The city of Troy discriminated against a Muslim community group by rejecting plans to build an Islamic center, according to a federal court lawsuit filed Thursday.

The nonprofit Adam Community Center sued the city council, planning commission and members of Troy's zoning board of appeals. The group has tried unsuccessfully to build a community center in Troy, which has approximately 53 places of worship within its 33.6-square-mile border but not one for Muslims, according to the Michigan chapter of Council on American-Islamic Relations.

The lawsuit alleges Troy officials purposely and unconstitutionally tried to block the Muslim community from building a mosque along Rochester Road, north of Big Beaver Road, by unfairly and illegally applying zoning ordinances.

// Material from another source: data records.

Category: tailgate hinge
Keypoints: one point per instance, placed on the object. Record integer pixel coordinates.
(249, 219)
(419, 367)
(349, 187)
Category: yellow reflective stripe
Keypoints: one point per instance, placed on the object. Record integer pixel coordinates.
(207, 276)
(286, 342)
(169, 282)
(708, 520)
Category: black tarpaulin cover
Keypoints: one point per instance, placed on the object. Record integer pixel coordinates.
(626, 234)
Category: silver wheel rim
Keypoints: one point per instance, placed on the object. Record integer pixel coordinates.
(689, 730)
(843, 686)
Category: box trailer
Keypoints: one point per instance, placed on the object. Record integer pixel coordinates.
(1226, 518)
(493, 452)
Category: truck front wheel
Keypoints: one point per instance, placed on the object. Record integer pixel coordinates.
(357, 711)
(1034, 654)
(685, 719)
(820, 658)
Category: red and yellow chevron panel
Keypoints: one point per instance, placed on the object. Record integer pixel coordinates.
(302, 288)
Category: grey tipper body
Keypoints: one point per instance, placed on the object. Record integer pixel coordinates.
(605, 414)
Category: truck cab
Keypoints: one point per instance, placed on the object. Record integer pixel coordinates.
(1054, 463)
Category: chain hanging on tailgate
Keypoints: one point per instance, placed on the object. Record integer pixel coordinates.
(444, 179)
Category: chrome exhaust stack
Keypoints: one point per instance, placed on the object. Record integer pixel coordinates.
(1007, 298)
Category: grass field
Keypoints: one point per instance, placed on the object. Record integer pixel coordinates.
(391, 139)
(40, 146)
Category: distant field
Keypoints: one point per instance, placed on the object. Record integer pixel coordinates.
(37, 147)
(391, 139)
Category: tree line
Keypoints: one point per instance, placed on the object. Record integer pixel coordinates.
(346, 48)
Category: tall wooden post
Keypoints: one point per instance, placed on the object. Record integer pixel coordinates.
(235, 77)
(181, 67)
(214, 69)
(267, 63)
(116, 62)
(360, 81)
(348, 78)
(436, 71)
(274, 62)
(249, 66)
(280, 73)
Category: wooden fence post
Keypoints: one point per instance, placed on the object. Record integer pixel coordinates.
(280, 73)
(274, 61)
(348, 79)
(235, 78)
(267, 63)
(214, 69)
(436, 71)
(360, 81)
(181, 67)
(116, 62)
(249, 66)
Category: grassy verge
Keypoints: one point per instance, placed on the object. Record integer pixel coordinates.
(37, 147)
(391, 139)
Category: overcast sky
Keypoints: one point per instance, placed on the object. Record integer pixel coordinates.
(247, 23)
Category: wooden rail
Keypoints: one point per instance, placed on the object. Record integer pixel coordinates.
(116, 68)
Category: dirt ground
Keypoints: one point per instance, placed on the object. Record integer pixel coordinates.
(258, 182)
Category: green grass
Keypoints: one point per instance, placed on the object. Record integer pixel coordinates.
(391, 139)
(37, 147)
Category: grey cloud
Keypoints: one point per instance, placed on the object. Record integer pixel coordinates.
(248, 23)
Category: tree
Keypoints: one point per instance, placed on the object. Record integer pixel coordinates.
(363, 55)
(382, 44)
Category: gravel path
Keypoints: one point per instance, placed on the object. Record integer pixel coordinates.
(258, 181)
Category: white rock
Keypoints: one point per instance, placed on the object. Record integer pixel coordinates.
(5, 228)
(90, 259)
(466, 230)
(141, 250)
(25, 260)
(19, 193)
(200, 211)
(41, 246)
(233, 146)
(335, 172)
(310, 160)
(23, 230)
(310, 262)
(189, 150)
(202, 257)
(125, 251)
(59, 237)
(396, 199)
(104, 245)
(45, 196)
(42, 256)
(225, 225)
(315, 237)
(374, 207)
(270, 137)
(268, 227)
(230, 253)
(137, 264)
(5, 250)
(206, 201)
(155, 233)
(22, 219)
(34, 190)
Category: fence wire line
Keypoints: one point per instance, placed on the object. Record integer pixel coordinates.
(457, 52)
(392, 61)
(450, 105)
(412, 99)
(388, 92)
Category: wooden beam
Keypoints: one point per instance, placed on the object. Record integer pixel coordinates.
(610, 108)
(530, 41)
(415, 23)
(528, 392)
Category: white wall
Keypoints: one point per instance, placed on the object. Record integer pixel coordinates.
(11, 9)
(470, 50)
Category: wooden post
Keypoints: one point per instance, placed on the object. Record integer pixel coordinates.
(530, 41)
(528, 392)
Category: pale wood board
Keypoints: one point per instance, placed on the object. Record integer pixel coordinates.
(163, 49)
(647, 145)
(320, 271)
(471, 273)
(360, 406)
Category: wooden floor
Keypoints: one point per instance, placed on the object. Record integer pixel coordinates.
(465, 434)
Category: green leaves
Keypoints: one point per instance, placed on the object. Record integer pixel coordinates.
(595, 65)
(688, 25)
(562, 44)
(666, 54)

Adam Community Center sued five months after the Troy Zoning Board of Appeals indicated there was no acceptable place in the city left for the group to build a mosque. The decision prompted a Justice Department investigation into the city's zoning board of appeals practices, which is ongoing, according to the Council on American-Islamic Relations.

"Freedom of religion is a benchmark of American civil rights and is a beacon of freedom that shines across the globe,” Amy Doukoure, staff attorney for the Council on American-Islamic Relations, said in a statement Thursday. "When public officials are apparently guided by Islamophobia in their decision-making, we have an obligation to fight back to preserve our religious freedoms."  

Troy officials "will aggressively defend this lawsuit," City Attorney Lori Grigg Bluhm wrote in an email to The News.

"The city articulated several reasons for its denial of Adam’s multiple and significant variance requests for a retrofit of an existing building on Rochester Road that abuts residential properties," she wrote.

The center could not have been built without parking and other variances, Grigg Bluhm added.

"Some of these requested variances were significant," she wrote. "Through the variance process, (Adam) was required to demonstrate that they could not develop the property in accordance with Troy’s zoning ordinances because of hardships that related to the land itself."

The lawsuit is the latest legal fight involving a Metro Detroit municipality and Muslim groups trying to build places of worship.

The Islamic council and the Justice Department settled a similar case in 2016 after Pittsfield Township denied zoning for an Islamic school. Last year, the city of Sterling Heights paid a financial settlement to the Muslim community stemming from a zoning denial for an Islamic center.

 "Troy has unfortunately taken the route of other municipalities in blocking the establishment or expansion of religious facilities for American Muslims," the Islamic council's executive director, Dawud Walid, said in a statement. "We have no other option except to assert the constitutional rights of our community through litigation."